MOTIVATION: There is a need for rapid and easy to use, alignment free methods to cluster large groups of protein sequence data. Commonly used phylogenetic trees based on alignments can be used to visualize only a limited number of protein sequences. DGraph, introduced here, is a dynamic programming application developed to generate 2D-maps based on similarity scores for sequences. The program automatically calculates and graphically displays property distance (PD) scores based on physico-chemical property (PCP) similarities from an unaligned list of FASTA files. Such "PD-graphs" show the interrelatedness of the sequences, whereby clusters can reveal deeper connectivities.
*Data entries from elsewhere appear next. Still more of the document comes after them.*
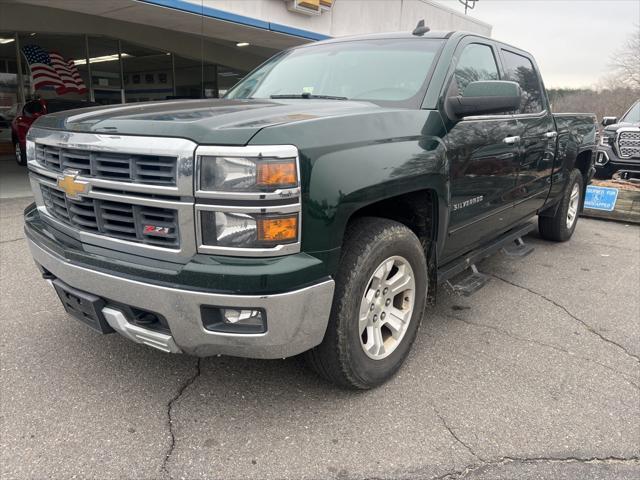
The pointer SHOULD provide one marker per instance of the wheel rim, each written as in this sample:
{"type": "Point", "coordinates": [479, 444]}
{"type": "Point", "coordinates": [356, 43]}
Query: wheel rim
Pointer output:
{"type": "Point", "coordinates": [574, 203]}
{"type": "Point", "coordinates": [386, 307]}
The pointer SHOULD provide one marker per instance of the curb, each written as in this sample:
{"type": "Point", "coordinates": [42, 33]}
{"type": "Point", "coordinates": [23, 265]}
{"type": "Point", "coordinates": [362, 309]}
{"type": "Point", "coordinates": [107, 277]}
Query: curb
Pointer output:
{"type": "Point", "coordinates": [627, 208]}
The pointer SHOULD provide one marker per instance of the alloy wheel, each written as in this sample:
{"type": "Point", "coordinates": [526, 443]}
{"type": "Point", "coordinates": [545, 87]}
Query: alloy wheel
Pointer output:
{"type": "Point", "coordinates": [386, 307]}
{"type": "Point", "coordinates": [574, 204]}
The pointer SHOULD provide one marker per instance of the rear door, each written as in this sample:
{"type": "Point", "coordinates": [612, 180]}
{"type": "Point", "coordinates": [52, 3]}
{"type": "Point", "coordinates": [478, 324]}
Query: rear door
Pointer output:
{"type": "Point", "coordinates": [483, 156]}
{"type": "Point", "coordinates": [536, 131]}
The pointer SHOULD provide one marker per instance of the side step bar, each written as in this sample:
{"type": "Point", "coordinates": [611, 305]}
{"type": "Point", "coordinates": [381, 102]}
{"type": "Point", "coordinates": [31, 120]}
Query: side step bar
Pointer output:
{"type": "Point", "coordinates": [451, 269]}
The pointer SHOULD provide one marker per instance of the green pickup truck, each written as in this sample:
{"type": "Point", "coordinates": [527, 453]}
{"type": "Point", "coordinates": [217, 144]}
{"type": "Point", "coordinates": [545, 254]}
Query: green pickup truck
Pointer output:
{"type": "Point", "coordinates": [315, 208]}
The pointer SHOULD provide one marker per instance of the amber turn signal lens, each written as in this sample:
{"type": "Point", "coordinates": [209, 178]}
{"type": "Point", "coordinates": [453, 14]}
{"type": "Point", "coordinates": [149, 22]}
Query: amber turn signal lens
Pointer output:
{"type": "Point", "coordinates": [277, 174]}
{"type": "Point", "coordinates": [278, 229]}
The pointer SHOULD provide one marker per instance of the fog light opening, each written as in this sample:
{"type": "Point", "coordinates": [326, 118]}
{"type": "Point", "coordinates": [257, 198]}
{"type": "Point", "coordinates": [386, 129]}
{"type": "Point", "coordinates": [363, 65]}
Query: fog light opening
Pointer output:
{"type": "Point", "coordinates": [234, 320]}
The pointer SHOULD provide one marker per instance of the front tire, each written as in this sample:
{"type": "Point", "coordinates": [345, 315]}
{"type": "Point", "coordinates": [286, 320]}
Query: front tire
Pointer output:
{"type": "Point", "coordinates": [380, 296]}
{"type": "Point", "coordinates": [20, 154]}
{"type": "Point", "coordinates": [560, 226]}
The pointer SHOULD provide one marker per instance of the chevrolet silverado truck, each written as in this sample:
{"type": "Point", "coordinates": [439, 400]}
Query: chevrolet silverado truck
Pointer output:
{"type": "Point", "coordinates": [619, 147]}
{"type": "Point", "coordinates": [314, 209]}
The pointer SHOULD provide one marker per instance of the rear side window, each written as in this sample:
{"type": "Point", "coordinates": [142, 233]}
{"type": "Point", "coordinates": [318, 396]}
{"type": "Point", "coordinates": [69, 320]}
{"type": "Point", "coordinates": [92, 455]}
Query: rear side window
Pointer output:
{"type": "Point", "coordinates": [32, 108]}
{"type": "Point", "coordinates": [61, 106]}
{"type": "Point", "coordinates": [520, 69]}
{"type": "Point", "coordinates": [476, 63]}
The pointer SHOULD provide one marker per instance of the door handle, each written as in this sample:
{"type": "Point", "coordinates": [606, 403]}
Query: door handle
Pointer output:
{"type": "Point", "coordinates": [511, 140]}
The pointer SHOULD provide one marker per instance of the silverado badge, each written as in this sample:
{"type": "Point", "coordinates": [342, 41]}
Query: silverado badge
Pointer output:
{"type": "Point", "coordinates": [72, 187]}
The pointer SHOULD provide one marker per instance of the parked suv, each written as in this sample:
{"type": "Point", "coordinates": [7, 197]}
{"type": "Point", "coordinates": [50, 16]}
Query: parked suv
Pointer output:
{"type": "Point", "coordinates": [29, 113]}
{"type": "Point", "coordinates": [619, 147]}
{"type": "Point", "coordinates": [315, 209]}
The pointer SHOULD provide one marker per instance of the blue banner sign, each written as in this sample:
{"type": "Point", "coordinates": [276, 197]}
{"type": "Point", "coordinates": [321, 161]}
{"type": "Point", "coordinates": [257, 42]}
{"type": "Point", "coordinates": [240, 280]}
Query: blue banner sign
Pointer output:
{"type": "Point", "coordinates": [601, 198]}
RESULTS: PD-Graphs generated for flavivirus (FV), enterovirus (EV), and coronavirus (CoV) sequences from complete polyproteins or individual proteins are consistent with biological data on vector types, hosts, cellular receptors and disease phenotypes. PD-graphs separate the tick- from the mosquito-borne FV, clusters viruses that infect bats, camels, seabirds and humans separately and the clusters correlate with disease phenotype. The PD method segregates the β-CoV spike proteins of SARS, SARS-CoV-2, and MERS sequences from other human pathogenic CoV, with clustering consistent with cellular receptor usage. The graphs also suggest evolutionary relationships that may be difficult to determine with conventional bootstrapping methods that require postulating an ancestral sequence. AVAILABILITY AND IMPLEMENTATION: DGraph is written in Java, compatible with the Java 5 runtime or newer. Source code and executable is available from the GitHub website ( https://github.com/bjmnbraun/DGraph/releases ). Documentation for installation and use of the software is available from the Readme.md file at ( https://github.com/bjmnbraun/DGraph ). CONTACT: bjmnbraun@gmail.com or webraun@utmb.edu. SUPPLEMENTARY INFORMATION: Supplementary information Table S1 and Fig. S1 are online available.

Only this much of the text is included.